Je ne sais si cette fille est toujours en vie, si elle va bien, mais je lui dédie vraiment mon film car ce fut une expérience vraiment bouleversante. D’ailleurs pour moi, « Precious » n’est pas seulement un film. Je connais beaucoup de Precious, j’en ai côtoyé beaucoup durant mon enfance et c’est pour eux que j’ai réalisé ce film.

Journaliste :
Pourquoi avoir choisi des célébrités telles que Mariah Carey pour interpréter des rôles ?

Lee Daniels :
Avant de faire ce film, je me suis intéressé aux statistiques concernant les abus sexuels sur mineurs, et il s’avère qu’un enfant sur quatre est victime d’abus. Un sur quatre. On parle là, des chiffres officiels, reportés par la police. Comme je l’ai dit précédemment, j’ai fait ce film pour tous ces enfants physiquement ou sexuellement agressés. Mariah Carey et Lenny Kravitz sont tous deux mes amis et même s'ils n'ont pas eux-mêmes subis d'abus, tous deux comprennent les situations que ces enfants endurent. Ils sont aussi conscient des impacts que ça a sur leur vie. Ils ont joué dans ce film gratuitement, car ce projet leurs étaient vraiment cher et je leurs en remercie, puisque leurs contributions furent fructueuses.

Journaliste :
Mis à par les célébrités, est-il possible d'en savoir un peu plus sur le reste du casting. Comment avez-vous choisi vos acteurs ? Est-ce que certains sont vos amis, dont vous saviez qu'ils avaient vécu des situations similaires qui les aideraient à interpréter de tels rôles?

Lee Daniels :
J'aime travailler avec mes amis, les gens qui me comprennent, me fond confiance, avec qui je partage les mêmes idées. En fait, je vois le travail comme un jeu. Nous nous amusons sur un plateau comme des enfants sur un terrain de jeu et si tu n’es pas mon ami, alors tu ne joues pas avec moi. Nous ne faisons pas de répétitions à proprement parler. Nous discutons, à propos de sexe, de nourriture, de littérature, de politique, des potins d’Hollywood... de tout, en fait ! Et c’est grâce à ces discussions préalables que nous ne faisons plus qu’un au moment du tournage. A cet instant, ce ne sont plus des comédiens, ce sont des amis.

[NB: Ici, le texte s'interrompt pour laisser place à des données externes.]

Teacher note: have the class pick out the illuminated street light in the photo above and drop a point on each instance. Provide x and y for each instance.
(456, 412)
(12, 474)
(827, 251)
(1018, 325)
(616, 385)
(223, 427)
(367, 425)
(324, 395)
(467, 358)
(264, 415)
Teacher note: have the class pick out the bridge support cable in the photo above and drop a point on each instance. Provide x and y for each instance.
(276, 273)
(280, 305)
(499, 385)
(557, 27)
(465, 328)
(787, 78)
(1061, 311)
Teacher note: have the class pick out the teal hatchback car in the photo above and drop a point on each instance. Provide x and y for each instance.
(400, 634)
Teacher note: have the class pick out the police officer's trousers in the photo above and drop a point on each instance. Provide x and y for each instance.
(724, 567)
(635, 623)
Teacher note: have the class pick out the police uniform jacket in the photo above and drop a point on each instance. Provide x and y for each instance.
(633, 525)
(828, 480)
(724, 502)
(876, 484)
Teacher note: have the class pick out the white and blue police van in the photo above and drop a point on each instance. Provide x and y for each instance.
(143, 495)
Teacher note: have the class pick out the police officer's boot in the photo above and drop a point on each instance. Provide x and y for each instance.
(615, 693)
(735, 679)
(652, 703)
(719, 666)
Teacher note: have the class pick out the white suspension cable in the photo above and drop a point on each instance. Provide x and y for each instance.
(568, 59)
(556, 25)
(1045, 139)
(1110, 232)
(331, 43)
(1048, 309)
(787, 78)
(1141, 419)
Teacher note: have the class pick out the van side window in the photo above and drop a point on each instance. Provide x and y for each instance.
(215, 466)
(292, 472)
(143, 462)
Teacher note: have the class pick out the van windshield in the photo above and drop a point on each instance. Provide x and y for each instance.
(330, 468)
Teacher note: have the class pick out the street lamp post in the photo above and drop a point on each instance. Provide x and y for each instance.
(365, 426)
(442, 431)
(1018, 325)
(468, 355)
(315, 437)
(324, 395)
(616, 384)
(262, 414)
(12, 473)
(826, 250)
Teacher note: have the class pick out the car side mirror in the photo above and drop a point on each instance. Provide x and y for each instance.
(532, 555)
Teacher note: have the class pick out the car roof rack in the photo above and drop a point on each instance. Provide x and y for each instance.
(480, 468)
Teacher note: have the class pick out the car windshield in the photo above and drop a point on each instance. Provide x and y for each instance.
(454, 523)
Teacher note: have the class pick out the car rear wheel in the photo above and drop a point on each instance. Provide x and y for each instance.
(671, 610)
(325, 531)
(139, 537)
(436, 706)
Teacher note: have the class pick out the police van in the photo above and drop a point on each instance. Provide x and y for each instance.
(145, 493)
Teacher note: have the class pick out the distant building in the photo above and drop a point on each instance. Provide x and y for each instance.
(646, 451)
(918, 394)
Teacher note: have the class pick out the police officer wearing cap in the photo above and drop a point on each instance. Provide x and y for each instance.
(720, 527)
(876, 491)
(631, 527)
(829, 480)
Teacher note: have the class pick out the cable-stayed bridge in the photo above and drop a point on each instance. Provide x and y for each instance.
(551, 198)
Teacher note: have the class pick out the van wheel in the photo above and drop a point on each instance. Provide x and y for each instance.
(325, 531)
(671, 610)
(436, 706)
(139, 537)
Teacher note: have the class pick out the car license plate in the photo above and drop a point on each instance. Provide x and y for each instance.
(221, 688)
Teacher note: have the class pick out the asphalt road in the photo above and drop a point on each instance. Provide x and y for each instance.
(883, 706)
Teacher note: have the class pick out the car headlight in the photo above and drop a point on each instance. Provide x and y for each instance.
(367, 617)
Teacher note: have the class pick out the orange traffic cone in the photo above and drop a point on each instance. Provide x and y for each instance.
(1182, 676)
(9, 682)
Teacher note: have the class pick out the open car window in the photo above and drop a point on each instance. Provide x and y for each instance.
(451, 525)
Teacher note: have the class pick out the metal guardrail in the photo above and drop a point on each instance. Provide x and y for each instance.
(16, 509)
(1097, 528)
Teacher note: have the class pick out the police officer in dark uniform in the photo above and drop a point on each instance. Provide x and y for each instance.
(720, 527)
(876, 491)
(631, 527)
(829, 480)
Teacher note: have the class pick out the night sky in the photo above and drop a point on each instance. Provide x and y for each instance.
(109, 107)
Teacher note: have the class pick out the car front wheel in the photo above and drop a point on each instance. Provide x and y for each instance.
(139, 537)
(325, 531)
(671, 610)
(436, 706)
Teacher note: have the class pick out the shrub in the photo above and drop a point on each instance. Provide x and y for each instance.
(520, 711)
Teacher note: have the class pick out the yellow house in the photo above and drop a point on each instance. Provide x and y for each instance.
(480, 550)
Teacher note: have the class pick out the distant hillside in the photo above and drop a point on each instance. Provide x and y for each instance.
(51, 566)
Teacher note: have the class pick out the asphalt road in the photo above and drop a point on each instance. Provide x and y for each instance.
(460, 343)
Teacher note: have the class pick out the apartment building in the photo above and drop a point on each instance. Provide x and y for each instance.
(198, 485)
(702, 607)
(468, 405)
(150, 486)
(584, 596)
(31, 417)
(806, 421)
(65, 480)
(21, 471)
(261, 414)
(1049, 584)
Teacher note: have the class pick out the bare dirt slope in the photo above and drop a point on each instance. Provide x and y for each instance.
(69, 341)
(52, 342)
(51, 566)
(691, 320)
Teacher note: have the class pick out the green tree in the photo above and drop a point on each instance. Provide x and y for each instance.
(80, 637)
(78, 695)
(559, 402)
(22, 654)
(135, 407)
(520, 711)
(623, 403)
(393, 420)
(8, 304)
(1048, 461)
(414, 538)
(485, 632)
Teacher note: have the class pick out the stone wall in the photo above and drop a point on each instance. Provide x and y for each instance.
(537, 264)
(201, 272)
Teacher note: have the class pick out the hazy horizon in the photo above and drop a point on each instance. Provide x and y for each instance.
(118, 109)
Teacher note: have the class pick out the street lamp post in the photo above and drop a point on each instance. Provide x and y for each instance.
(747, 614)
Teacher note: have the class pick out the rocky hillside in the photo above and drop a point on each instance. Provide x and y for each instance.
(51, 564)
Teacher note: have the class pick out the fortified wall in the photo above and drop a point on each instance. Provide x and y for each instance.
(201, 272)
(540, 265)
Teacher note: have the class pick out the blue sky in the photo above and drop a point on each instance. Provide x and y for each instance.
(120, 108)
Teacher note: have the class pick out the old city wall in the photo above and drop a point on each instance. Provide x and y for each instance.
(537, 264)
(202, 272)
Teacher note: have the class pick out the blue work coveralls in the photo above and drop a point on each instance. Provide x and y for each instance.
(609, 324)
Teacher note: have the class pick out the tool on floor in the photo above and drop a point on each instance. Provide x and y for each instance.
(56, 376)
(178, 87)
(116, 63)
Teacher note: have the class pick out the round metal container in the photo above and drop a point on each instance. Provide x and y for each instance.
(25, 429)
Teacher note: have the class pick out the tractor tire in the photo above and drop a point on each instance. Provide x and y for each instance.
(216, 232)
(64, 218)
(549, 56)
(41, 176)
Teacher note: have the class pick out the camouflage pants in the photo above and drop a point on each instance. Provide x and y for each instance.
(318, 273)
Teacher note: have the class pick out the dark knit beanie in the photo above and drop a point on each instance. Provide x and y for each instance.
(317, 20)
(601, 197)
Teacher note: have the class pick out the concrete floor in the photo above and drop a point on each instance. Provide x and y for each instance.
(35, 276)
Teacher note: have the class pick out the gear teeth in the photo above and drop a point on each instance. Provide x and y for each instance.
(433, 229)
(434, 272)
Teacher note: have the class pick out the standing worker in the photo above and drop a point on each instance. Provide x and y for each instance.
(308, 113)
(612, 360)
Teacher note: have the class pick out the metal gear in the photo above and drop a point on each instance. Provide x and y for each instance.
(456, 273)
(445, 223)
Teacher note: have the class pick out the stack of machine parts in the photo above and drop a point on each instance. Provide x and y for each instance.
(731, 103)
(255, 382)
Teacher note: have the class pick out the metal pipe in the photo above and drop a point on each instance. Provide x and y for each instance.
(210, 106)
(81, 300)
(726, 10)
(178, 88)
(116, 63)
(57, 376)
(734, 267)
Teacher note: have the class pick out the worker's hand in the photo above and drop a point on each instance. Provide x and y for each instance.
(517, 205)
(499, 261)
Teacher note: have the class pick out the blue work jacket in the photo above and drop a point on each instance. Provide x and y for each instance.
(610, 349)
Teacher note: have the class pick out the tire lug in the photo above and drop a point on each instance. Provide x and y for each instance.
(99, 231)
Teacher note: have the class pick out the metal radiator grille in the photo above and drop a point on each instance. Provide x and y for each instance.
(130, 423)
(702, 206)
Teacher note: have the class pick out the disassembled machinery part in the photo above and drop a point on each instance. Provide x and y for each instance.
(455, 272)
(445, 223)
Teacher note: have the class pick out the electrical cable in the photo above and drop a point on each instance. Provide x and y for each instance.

D’ailleurs, ma direction d’acteurs est très primale. Je parle très peu avec mes acteurs une fois sur le plateau. Quasiment tout passe par le non-verbal.

Mo'Nique, qui joue la mère dans le film, est une actrice extrêmement populaire aux Etats-Unis. Elle a joué sur le précédent film que je produisais, « Shadow Boxer ». Paula Patton, qui joue l’institutrice, est une amie également.
Gaby, par contre, je ne la connaissais pas. C’est avec la directrice de casting que nous l’avons découverte. Nous avions auditionné plus de cinq cent filles, et Gaby nous a simplement produit un excellent jeu. J’ai su à ce moment que je tenais la fille parfaite pour incarner Precious. C’est son premier film, tout comme les filles qui jouent les camarades de classe. On a beaucoup discuté ensemble pour que la confiance s’installe.